Why did they leave? They hadn’t been right since Jessica and Eddie found them earlier. It was as if someone or something had snatched their souls, leaving organic automatons behind.
And where was her husband? Or Nina and Rusty? Had they been intentionally separated, easy pickings for whatever curse lived on this island? She wished to hell she’d never heard of Ormsby Island. Better to live in poverty than die trying to regain something as meaningless as money.
The library doors slammed shut with a loud bang.
Daphne jumped to her feet, pulling at the doors.
They wouldn’t budge.
She pounded her flat hands against the doors shouting, “Let me out! Alice! Jason! Somebody let me out!”
Chapter Forty-One
A phalanx of Ormsby children gathered in the back yard, watching the boy and girl approach the bad man.
Yes, they could finally see the bad man! And they would make him go away.
But he hesitated. Something tried to swim against the current of his rage. The boy and the girl might hesitate. They needed them to see…completely.
In turn, the bad man had to see as well.
They would make him see.
Jessica heard Daphne’s cries for help, her steady thumping on the doors somewhere off to her left. On her hands and knees, Jessica’s palm came to rest on something soft and warm. Groping like a blind woman, her fingers became entangled in a thick underbrush of wire.
Paul.
She rested her hand on his chest. If it was moving, it was doing so imperceptibly.
“Help!” Daphne cried again.
Jessica winced. Yes, she wanted to help Daphne, but with her strength leaking from her like a blown gas tank, she could only do so much. And right now, what she had to do was find Eddie and the kids.
She thought she heard Alice’s voice drifting into the house. Pulling herself across the polished floor, she turned the corner of the breakfast room and faced the entrance to the kitchen and the open back door. It looked miles away. If she hadn’t felt like she was dying, she could have made it out the door in just a few seconds. Even the thought of doing so now drained her.
Her forehead dropped to the floor. Her arms shook, elbow joints turning to Jell-o.
She was going numb. Not from the cold, but from the inside outward. All of her senses dulled, the hardwood floor beneath her body more of a conscious reality than a tactile presence at her back.

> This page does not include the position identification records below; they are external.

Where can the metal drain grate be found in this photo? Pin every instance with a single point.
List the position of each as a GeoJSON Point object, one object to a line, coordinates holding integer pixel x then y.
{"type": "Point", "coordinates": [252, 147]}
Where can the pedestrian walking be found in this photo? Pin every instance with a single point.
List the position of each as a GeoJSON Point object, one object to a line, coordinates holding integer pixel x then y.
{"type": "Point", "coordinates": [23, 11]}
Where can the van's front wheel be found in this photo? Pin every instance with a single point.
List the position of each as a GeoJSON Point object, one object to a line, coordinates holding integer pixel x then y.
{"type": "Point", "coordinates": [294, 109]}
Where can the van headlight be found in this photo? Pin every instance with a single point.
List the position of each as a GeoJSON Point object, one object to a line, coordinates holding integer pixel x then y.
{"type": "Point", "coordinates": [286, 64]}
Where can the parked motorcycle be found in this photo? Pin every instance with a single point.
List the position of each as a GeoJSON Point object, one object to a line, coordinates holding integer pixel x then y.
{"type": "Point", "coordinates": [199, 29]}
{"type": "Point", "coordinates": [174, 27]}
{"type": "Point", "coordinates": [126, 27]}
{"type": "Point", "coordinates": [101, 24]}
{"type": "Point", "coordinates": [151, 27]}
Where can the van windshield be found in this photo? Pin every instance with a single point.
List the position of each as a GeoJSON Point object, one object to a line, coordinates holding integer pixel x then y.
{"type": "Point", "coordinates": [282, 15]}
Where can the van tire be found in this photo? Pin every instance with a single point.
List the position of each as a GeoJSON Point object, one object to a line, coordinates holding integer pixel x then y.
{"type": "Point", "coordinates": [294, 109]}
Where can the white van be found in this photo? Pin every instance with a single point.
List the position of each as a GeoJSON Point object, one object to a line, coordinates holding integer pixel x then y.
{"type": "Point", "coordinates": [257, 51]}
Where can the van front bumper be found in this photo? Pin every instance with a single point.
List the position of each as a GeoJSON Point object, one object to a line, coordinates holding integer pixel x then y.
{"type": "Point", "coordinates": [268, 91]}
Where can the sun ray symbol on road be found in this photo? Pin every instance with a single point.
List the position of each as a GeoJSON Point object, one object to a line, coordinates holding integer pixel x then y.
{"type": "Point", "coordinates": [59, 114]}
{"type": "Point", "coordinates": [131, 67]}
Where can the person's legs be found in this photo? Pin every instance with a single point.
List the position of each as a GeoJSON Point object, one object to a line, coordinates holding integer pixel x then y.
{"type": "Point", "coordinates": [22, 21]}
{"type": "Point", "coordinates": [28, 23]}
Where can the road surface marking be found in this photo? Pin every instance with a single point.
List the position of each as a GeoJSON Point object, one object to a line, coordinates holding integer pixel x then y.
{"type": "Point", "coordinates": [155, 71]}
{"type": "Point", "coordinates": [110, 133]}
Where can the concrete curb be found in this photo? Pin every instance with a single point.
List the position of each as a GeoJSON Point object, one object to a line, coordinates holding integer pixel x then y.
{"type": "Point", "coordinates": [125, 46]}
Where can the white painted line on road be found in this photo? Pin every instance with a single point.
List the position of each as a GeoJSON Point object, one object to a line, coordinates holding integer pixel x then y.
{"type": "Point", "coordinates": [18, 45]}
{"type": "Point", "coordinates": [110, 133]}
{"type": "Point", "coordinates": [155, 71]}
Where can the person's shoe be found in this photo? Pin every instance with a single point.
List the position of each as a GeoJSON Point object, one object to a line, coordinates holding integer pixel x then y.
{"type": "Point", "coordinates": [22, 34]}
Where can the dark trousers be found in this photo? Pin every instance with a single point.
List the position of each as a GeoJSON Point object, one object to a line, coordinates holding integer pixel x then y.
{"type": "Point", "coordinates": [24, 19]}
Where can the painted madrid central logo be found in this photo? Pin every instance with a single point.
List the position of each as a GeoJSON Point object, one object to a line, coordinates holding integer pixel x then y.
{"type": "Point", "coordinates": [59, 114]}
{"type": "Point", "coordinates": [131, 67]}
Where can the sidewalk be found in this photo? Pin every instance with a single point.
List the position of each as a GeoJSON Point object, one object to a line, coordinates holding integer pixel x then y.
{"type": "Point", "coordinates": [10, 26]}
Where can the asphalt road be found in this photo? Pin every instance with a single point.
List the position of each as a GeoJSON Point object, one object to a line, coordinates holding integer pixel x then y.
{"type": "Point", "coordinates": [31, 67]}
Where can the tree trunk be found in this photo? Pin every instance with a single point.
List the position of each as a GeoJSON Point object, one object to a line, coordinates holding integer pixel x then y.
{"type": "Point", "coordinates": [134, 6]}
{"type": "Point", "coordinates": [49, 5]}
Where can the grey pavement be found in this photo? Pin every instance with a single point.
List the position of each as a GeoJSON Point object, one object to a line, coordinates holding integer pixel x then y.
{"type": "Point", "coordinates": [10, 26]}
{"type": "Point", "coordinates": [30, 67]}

Sleep. Sleep was what she needed. A good eight hours. No, make it twelve. Maybe even an entire day. Eddie would take care of the kids. He was stronger than her, more tuned in to the things she’d always prided herself on being the resident expert. Pride goeth before the motherfucker of all falls.
“Stop!”
The man’s voice, hitting octaves reserved for moments of abject fear, shook Jessica from the heavy pull of sleep.
“Go away!”
A girl’s voice. Alice? Followed by, “He’s a bad man. A very bad man.”